On the other hand, we seek to explore whether the structure of the gas cost incentive mechanisms for each of the utilities is flexible enough to adequately insulate shareholders from significant risk. In addition, if hedging instruments are purchased in a liquid and transparent market, we could examine whether it is possible to design a program that compares the cost of a hedging program itself with market benchmarks, and puts the utility at some risk for variations from the benchmarks.

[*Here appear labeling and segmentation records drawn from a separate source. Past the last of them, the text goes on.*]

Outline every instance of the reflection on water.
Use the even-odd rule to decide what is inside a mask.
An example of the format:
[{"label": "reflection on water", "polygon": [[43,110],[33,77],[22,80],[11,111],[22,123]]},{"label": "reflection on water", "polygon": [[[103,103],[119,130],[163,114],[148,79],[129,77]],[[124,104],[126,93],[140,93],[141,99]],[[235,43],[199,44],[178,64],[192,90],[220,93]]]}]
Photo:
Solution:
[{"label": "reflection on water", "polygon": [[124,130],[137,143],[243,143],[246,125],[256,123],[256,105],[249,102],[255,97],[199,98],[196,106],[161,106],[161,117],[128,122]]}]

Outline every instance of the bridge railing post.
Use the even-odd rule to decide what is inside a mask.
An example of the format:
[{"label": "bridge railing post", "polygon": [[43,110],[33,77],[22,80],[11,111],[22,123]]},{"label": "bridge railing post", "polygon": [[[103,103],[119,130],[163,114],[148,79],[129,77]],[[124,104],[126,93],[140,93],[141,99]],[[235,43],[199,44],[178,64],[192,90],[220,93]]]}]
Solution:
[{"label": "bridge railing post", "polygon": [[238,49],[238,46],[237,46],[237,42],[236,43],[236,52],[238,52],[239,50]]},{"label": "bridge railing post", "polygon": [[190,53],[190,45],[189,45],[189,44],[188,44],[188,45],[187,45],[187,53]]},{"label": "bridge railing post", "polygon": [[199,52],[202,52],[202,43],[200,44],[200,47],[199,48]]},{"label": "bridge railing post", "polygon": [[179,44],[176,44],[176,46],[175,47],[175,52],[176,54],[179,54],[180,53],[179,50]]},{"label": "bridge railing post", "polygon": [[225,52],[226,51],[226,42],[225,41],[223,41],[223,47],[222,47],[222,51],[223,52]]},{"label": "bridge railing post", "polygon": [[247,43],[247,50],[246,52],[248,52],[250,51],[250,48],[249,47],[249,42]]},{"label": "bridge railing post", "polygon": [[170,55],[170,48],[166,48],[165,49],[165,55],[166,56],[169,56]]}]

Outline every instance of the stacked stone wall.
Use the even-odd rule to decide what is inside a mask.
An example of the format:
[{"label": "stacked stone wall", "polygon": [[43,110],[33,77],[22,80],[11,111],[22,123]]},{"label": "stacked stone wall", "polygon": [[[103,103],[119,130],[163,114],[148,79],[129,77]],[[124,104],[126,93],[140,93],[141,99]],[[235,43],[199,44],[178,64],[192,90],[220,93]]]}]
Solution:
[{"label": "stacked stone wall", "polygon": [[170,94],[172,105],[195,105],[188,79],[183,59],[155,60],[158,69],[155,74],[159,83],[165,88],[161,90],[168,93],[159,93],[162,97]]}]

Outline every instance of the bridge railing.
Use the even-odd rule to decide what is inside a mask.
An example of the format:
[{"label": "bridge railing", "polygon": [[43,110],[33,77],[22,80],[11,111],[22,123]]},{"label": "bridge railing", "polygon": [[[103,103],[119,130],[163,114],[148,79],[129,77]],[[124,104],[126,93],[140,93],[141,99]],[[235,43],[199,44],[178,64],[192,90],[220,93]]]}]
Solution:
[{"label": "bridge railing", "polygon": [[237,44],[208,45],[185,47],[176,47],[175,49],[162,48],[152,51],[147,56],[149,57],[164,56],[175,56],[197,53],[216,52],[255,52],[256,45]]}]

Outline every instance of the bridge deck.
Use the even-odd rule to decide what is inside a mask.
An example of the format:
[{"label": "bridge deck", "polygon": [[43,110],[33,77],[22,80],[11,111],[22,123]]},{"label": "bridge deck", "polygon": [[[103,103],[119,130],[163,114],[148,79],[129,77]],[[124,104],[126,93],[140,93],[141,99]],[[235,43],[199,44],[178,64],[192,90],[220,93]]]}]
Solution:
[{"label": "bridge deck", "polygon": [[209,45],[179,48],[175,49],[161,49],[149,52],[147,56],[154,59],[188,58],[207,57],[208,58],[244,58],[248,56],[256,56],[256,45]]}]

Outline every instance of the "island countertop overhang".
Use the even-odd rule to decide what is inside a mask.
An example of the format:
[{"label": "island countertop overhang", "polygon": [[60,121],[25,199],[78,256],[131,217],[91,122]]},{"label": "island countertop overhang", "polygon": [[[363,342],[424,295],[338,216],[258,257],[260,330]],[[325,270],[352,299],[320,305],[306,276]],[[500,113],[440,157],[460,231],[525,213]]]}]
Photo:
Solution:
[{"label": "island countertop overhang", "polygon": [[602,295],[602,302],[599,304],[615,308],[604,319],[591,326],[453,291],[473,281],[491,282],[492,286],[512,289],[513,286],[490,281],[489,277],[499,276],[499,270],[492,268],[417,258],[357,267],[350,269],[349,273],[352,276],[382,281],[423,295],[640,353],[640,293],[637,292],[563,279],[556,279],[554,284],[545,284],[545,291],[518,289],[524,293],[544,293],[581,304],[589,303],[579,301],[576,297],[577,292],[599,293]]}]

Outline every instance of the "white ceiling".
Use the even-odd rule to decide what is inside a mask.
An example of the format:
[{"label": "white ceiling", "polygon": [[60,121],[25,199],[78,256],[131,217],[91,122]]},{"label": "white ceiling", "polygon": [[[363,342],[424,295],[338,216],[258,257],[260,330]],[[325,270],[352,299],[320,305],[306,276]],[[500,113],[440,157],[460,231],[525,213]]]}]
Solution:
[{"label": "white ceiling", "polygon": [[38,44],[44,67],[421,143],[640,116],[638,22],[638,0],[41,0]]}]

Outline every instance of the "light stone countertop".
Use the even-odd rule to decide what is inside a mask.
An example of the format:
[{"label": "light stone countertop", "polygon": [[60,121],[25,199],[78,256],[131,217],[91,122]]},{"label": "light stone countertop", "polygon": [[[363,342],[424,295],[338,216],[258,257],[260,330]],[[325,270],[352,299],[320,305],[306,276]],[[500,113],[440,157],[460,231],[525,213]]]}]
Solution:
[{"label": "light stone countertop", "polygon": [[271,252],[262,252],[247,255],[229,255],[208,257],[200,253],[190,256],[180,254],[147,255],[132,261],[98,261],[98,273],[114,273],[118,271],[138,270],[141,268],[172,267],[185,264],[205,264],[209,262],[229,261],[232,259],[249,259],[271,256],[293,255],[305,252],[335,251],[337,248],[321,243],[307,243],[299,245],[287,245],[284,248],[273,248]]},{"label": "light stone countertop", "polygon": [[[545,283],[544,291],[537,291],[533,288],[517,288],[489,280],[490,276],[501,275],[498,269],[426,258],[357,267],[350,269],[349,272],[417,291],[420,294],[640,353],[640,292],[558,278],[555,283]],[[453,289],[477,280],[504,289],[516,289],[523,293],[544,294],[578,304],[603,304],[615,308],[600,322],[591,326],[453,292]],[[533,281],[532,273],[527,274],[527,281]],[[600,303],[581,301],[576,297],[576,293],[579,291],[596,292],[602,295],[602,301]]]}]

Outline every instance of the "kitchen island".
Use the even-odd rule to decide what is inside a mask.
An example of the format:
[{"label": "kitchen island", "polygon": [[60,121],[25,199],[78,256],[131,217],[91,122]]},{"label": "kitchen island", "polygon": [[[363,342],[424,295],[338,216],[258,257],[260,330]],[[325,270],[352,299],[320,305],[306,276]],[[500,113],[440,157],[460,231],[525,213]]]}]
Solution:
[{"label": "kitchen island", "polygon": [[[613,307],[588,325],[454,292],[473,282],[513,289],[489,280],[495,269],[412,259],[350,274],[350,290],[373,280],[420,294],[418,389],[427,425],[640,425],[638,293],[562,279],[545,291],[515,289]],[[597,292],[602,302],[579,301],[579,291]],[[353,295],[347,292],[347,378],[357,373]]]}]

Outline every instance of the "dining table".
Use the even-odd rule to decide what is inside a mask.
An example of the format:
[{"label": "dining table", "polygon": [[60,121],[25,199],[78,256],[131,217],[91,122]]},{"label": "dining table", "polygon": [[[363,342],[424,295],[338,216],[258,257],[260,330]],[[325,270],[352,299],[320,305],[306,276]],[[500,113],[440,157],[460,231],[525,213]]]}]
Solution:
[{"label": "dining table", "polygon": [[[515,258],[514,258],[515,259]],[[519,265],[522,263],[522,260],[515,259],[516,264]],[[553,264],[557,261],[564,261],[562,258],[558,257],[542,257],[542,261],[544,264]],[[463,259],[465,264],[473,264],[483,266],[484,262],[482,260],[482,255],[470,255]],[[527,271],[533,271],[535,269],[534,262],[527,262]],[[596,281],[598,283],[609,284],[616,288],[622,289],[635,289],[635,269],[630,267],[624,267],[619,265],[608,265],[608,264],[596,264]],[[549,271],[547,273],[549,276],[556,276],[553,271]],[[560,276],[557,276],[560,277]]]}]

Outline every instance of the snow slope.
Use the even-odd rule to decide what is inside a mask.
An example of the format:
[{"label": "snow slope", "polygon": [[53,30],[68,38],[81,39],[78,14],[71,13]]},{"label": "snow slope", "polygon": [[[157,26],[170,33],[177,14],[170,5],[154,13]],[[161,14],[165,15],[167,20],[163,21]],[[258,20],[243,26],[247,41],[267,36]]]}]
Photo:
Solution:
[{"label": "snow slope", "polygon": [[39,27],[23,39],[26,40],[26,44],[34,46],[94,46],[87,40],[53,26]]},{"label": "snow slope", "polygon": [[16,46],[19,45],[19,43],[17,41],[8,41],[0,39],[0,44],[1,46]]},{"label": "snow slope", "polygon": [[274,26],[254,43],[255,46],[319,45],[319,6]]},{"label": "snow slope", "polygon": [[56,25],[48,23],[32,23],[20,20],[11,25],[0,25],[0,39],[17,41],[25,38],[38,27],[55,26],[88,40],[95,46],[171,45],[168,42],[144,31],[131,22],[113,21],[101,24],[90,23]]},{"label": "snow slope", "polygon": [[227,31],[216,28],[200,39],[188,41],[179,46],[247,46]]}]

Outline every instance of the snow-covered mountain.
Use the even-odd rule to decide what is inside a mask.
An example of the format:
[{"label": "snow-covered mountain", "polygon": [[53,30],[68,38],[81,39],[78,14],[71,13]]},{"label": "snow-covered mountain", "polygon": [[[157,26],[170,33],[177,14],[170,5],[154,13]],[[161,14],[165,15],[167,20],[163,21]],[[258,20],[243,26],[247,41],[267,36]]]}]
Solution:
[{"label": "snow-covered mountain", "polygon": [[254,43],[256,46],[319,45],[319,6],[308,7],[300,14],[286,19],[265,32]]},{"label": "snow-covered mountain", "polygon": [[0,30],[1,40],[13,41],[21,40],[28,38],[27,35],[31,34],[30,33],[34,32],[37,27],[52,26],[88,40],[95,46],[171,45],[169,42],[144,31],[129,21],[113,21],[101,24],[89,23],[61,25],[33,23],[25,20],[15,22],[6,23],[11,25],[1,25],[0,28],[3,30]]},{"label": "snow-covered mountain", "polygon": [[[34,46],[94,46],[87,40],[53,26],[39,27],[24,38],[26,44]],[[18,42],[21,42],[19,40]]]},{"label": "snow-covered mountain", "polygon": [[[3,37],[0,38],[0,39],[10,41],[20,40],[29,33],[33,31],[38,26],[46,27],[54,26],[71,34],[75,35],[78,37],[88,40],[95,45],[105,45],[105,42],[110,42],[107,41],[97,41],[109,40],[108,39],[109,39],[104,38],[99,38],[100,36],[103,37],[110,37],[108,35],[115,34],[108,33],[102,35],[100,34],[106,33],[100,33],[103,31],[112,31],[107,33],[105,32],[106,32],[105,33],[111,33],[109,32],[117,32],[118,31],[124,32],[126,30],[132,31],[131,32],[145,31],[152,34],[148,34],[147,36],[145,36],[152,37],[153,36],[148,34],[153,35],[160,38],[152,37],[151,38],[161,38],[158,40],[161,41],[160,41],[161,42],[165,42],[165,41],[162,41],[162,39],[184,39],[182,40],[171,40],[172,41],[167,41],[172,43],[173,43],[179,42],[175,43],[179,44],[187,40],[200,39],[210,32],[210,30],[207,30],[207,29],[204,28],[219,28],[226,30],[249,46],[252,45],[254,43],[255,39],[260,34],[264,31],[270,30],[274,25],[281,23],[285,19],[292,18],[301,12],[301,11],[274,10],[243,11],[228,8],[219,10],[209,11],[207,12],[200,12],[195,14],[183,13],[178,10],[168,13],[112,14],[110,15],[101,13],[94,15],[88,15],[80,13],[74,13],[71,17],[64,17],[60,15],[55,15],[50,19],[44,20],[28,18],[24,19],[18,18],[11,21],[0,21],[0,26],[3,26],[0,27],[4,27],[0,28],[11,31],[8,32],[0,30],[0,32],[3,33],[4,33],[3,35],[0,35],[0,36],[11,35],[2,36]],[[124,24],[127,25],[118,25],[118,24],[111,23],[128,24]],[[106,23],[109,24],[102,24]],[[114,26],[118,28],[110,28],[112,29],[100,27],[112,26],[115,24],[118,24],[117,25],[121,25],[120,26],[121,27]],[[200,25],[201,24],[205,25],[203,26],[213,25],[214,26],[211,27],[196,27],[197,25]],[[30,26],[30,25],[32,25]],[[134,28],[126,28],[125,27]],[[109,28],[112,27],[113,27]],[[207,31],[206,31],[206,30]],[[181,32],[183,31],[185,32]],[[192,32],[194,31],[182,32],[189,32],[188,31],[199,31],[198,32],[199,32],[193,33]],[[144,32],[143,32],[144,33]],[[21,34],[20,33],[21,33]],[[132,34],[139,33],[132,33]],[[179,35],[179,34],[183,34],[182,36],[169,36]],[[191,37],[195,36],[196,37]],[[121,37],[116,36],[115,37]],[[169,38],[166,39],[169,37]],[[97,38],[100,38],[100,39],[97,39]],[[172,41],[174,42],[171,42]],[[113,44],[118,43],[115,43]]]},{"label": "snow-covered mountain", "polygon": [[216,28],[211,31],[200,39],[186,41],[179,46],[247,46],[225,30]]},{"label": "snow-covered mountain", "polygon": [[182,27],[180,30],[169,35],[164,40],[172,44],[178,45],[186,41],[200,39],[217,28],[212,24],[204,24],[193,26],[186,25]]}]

Each utility has a slightly different incentive mechanism based on their respective compilation of core assets. Each year the respective utility files an application or report with the Commission summarizing their results from the prior year with either a shareholder gain or loss. After the utility makes its filing, DRA conducts a full audit of each incentive mechanism and files its monitoring and evaluation report. The Commission then issues its decision or approval depending on the type of filing made by the utility. Each year since the inception of these incentive mechanisms, the Commission has found that it is in the best interest of ratepayers that these GCIMs and CPIMs continue.
This rulemaking is not intended to be a broad reexamination of the utilities' gas incentive mechanisms. Each year these incentive mechanisms go through an application process where there is an opportunity to propose modifications. In this rulemaking, we will focus more narrowly on whether hedging costs should be re-integrated into the existing incentive mechanisms, and if so, how. For example, we will examine whether the risks and benefits of hedging should continue to be allocated 100% to core customers and whether the incentive mechanism design should be modified in some manner to recognize a decrease in shareholder risk.
We invite parties to provide comments if they feel that ratepayers could benefit from a certain type of modification to the existing structure of the incentive mechanisms. The Commission invites parties to provide comments on whether a separate hedging incentive mechanism is beneficial. Such an incentive program would concentrate on the cost of running an effective hedging program, not the whether the hedge resulted in a gain or loss.
17 According to PG&E's website there are 4.2 million customers while SoCalGas has 5.1 million customers.